Q. How did you approach playing Blair differently in The Queen?
A. The first one we did concentrated on him when he was a much younger man, when he first got into politics, when he first joined the Labour Party, up until the point where he becomes leader of the Labour Party. So there were certain things about him that I couldn't really bring into that performance, because he was a much younger man than what we're used to in Britain. So with "The Queen," because it picks up the story four years after "The Deal" finished ... he's got more depth to him and more weight to him. When we pick up and meet him, he's not as bright eyed and bushy-tailed as he was in "The Deal." He's much more wary of things and a bit more internal.

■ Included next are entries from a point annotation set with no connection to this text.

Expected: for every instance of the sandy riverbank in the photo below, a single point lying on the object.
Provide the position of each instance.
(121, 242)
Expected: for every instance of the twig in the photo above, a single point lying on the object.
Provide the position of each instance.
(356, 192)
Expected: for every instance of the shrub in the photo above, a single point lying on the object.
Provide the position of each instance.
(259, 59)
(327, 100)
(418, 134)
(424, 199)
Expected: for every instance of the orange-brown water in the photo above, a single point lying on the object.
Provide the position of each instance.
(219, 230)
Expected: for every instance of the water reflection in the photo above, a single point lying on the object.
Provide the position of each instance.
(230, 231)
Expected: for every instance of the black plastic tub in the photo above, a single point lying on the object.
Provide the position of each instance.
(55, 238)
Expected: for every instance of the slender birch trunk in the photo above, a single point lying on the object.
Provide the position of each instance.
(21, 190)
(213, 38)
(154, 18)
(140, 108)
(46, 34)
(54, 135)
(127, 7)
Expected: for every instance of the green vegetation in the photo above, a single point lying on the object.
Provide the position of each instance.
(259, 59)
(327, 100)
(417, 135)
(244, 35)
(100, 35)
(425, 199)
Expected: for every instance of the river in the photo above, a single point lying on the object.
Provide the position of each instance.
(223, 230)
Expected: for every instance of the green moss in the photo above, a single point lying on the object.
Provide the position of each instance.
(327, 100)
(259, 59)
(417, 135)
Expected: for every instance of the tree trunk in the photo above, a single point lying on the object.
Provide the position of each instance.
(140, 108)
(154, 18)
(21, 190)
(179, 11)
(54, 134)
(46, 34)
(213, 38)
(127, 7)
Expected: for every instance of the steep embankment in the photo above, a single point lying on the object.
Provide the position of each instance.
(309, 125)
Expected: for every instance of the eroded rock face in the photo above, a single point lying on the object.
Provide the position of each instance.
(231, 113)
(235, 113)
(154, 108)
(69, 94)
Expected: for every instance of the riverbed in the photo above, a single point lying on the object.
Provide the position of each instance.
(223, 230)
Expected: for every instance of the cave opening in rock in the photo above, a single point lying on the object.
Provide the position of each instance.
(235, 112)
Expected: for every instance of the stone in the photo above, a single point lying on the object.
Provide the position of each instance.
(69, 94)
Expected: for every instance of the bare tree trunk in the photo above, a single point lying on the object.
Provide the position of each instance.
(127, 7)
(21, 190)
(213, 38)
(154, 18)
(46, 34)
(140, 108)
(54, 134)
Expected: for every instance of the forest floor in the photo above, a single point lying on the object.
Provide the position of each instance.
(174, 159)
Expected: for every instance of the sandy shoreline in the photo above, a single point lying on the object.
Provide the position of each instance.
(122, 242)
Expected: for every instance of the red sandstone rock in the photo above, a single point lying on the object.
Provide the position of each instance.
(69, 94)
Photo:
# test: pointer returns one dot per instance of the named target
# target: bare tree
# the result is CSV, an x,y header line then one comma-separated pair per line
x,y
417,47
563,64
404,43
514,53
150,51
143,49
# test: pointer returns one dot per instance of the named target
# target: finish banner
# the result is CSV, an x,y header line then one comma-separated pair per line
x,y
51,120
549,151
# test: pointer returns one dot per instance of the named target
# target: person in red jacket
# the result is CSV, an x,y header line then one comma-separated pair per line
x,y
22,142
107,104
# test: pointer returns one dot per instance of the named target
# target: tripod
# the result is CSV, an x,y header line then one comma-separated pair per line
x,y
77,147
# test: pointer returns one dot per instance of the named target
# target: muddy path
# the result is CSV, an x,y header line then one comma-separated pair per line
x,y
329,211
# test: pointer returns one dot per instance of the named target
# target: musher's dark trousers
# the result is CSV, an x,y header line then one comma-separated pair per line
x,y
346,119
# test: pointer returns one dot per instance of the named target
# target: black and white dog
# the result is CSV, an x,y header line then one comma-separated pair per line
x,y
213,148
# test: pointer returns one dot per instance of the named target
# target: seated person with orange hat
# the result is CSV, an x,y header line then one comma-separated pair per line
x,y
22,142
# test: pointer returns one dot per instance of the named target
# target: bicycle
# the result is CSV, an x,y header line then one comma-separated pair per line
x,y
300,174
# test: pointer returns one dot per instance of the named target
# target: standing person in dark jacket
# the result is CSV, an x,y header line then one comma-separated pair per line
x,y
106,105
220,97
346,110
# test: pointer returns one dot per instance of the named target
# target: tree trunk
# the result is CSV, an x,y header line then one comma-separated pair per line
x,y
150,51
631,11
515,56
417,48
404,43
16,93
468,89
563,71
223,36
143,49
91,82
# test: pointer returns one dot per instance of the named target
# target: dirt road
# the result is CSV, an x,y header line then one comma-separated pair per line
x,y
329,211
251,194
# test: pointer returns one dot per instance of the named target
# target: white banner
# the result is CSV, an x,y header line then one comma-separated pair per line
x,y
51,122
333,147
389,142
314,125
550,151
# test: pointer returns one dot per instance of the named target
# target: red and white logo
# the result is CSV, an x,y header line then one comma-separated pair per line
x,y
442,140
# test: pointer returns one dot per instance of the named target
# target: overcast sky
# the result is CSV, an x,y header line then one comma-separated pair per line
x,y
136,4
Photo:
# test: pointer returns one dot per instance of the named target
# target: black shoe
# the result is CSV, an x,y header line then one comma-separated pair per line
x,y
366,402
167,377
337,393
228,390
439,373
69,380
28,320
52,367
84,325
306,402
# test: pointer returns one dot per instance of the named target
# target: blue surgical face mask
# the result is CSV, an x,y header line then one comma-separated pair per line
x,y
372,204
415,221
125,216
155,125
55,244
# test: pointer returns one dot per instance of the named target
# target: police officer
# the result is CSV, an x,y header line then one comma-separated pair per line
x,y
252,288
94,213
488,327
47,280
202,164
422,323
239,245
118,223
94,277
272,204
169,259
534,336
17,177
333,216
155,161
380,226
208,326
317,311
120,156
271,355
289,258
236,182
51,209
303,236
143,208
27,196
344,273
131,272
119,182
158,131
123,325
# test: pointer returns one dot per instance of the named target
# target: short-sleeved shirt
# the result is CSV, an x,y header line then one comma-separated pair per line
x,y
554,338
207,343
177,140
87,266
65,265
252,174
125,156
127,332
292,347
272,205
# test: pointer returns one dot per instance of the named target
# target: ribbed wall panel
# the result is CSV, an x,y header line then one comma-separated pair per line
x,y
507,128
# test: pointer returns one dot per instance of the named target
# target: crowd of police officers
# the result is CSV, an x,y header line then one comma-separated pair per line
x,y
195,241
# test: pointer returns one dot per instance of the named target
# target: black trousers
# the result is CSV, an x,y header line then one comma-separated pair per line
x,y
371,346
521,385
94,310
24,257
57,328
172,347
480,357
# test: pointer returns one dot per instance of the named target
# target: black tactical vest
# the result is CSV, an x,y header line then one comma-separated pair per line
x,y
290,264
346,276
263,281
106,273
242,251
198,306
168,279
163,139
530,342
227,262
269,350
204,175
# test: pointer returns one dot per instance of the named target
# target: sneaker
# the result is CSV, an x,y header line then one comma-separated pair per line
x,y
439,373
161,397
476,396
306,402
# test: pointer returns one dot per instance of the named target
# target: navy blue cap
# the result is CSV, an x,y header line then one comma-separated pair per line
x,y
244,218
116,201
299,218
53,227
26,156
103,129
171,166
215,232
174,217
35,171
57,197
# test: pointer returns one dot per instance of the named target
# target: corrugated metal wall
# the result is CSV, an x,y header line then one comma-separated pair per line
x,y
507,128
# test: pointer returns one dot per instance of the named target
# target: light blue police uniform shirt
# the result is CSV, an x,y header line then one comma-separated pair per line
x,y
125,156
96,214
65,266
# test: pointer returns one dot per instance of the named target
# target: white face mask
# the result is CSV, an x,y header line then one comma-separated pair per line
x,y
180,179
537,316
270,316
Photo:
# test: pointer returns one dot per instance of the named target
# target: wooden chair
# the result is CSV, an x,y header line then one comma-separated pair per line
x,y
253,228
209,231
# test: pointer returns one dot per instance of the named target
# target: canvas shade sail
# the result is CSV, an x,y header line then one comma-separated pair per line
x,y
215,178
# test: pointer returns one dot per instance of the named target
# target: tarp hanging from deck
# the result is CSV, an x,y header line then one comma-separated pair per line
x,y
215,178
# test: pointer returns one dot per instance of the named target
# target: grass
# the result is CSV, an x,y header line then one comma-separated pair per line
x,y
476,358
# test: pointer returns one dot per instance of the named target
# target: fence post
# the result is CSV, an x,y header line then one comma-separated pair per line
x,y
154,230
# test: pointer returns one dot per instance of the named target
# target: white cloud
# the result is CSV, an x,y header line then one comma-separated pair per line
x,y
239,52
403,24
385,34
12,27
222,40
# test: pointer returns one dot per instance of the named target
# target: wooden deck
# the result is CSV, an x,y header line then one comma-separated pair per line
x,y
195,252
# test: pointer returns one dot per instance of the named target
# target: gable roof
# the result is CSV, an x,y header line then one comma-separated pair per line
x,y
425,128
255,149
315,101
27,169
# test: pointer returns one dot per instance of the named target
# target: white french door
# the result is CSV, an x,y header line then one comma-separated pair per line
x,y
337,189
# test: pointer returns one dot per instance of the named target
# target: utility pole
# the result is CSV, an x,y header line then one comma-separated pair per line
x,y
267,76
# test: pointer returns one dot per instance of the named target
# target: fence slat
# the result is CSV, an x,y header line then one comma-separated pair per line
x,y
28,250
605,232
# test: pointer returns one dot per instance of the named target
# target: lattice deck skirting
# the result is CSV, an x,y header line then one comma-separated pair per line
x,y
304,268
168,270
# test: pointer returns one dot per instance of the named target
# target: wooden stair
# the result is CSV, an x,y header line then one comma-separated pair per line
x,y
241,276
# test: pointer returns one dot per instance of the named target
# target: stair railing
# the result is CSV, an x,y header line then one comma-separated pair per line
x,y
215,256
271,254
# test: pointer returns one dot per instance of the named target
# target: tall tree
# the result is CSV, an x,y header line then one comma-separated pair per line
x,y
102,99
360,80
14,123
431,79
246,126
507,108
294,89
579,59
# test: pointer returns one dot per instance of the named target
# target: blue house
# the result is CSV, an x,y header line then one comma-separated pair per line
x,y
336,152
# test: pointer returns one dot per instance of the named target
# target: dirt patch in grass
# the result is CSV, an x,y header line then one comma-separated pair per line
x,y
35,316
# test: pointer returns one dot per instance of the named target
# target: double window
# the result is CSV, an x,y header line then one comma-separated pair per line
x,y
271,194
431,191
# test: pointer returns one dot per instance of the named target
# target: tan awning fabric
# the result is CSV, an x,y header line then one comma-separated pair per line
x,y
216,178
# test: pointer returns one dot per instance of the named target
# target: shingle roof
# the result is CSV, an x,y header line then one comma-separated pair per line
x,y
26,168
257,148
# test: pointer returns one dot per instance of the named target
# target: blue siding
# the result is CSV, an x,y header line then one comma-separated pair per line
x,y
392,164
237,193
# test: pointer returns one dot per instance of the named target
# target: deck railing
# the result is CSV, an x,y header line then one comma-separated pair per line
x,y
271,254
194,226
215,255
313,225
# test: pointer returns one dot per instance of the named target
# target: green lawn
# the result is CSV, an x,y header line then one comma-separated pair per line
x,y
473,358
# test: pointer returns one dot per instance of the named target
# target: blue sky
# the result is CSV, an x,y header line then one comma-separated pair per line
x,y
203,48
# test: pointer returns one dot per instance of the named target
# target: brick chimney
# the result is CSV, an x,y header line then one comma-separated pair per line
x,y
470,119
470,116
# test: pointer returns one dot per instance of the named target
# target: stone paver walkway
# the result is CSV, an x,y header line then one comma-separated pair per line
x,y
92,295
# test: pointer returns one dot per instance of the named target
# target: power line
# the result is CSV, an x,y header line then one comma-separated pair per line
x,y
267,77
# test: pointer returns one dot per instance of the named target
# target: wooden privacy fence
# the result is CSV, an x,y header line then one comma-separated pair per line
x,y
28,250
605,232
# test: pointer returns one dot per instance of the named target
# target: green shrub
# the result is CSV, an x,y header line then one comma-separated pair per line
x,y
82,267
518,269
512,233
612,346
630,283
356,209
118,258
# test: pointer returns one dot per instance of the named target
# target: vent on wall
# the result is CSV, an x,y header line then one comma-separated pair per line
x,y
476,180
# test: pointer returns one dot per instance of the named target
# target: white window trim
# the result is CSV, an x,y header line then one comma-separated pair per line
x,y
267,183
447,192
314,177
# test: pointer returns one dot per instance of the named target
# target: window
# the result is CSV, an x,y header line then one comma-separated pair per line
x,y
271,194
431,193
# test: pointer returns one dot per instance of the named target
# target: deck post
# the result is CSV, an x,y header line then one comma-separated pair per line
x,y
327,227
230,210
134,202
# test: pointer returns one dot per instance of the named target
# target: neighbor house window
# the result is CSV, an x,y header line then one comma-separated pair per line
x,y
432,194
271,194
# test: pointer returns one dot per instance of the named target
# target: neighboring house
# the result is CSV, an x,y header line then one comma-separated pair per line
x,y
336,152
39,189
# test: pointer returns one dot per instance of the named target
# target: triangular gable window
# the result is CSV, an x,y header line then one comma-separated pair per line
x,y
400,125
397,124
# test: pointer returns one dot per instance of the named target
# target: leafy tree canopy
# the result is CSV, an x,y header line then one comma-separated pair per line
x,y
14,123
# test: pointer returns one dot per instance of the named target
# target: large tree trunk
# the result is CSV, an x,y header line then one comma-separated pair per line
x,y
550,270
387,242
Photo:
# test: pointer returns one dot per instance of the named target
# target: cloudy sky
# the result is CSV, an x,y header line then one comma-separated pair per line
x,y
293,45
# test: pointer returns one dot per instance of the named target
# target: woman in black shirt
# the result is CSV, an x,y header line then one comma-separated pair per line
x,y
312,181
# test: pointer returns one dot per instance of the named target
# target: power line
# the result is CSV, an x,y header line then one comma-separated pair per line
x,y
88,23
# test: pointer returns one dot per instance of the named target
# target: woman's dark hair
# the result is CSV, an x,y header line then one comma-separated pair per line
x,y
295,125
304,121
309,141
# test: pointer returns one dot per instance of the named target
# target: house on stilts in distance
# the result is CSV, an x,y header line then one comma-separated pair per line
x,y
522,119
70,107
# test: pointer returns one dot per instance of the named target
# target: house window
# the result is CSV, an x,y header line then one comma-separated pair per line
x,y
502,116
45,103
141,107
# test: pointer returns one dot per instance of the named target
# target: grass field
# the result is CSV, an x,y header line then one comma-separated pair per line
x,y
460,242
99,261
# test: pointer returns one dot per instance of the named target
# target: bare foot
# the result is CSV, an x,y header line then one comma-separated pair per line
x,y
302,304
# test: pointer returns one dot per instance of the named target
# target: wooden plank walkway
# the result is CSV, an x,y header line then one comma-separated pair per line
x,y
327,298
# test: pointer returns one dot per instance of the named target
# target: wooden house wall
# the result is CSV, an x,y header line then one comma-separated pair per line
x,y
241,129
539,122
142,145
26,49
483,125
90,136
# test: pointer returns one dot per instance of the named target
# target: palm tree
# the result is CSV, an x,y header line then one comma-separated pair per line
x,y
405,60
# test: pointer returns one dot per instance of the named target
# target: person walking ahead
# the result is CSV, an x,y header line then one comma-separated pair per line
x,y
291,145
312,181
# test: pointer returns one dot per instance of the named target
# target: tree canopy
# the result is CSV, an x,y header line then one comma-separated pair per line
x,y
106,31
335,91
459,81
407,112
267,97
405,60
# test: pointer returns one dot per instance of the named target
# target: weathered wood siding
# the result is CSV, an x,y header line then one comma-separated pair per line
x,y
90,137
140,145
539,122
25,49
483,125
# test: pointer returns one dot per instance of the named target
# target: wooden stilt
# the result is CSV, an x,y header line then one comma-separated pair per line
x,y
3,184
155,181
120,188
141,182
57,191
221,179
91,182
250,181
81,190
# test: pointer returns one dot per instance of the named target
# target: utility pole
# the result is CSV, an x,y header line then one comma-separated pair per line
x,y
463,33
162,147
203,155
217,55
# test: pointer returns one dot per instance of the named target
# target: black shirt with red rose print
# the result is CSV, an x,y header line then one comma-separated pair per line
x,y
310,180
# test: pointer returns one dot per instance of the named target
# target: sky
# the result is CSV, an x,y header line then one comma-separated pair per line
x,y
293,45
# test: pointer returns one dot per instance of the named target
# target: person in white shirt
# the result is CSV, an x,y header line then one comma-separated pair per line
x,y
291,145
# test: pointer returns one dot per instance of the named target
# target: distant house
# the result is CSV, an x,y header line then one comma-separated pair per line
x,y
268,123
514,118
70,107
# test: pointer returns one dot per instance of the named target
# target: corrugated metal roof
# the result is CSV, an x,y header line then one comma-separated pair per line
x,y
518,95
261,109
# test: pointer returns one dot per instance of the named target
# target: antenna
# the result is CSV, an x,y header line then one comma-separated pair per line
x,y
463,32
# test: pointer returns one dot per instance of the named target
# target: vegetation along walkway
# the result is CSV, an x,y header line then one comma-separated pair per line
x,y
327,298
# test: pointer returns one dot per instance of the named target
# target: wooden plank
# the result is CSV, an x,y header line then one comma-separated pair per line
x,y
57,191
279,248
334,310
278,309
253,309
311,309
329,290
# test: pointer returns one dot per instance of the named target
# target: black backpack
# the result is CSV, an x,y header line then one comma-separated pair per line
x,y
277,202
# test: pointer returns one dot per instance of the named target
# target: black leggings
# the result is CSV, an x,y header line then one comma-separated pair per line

Q. At the beginning of "The Queen," he still seems in awe of his new job - and going to meet the queen.
A. He's the most popular man in Britain at that point - he's just won this huge majority victory. And yet going in to meet this woman reduces him to a schoolboy in front of his head mistress.
Q. Have you ever met Blair?
A. I met his daughter, Kathryn Blair. I went back to my old drama school and was talking to some of the students there, and one of the students is friendly with Kathryn and we agreed to meet up with her that evening. She came over and said, "hello" and I just completely bombarded her with questions about her father. Then after embarrassing her in front of her friends for about an hour, I just let her go.
Q. When you think back to the time surrounding Diana's death, what do you remember?
A. Millions of people descending on London, and the flowers being left outside Buckingham Palace. For a woman that, on the whole, these people who are grieving had never met. She came to symbolize a shift in British culture, which is one of the things the film is about.
On the one hand, you have the royal family, who represent older British characteristics like tradition and duty and a very particular way of doing things. A code of behavior. And then on the other hand you have Blair's new Labour government, which is more about being in touch with people, finding out what they want, taking polls, sort of a more touchy-feely, informal kind of atmosphere. In the middle, you had Diana, who built a bridge between those two worlds. And when she gets taken out of the equation, these two worlds completely collide into each other, and that's what the film's about. It's that moment when we realized in Britain that a huge shift in our culture had happened, and Diana's death was the thing that crystallized that.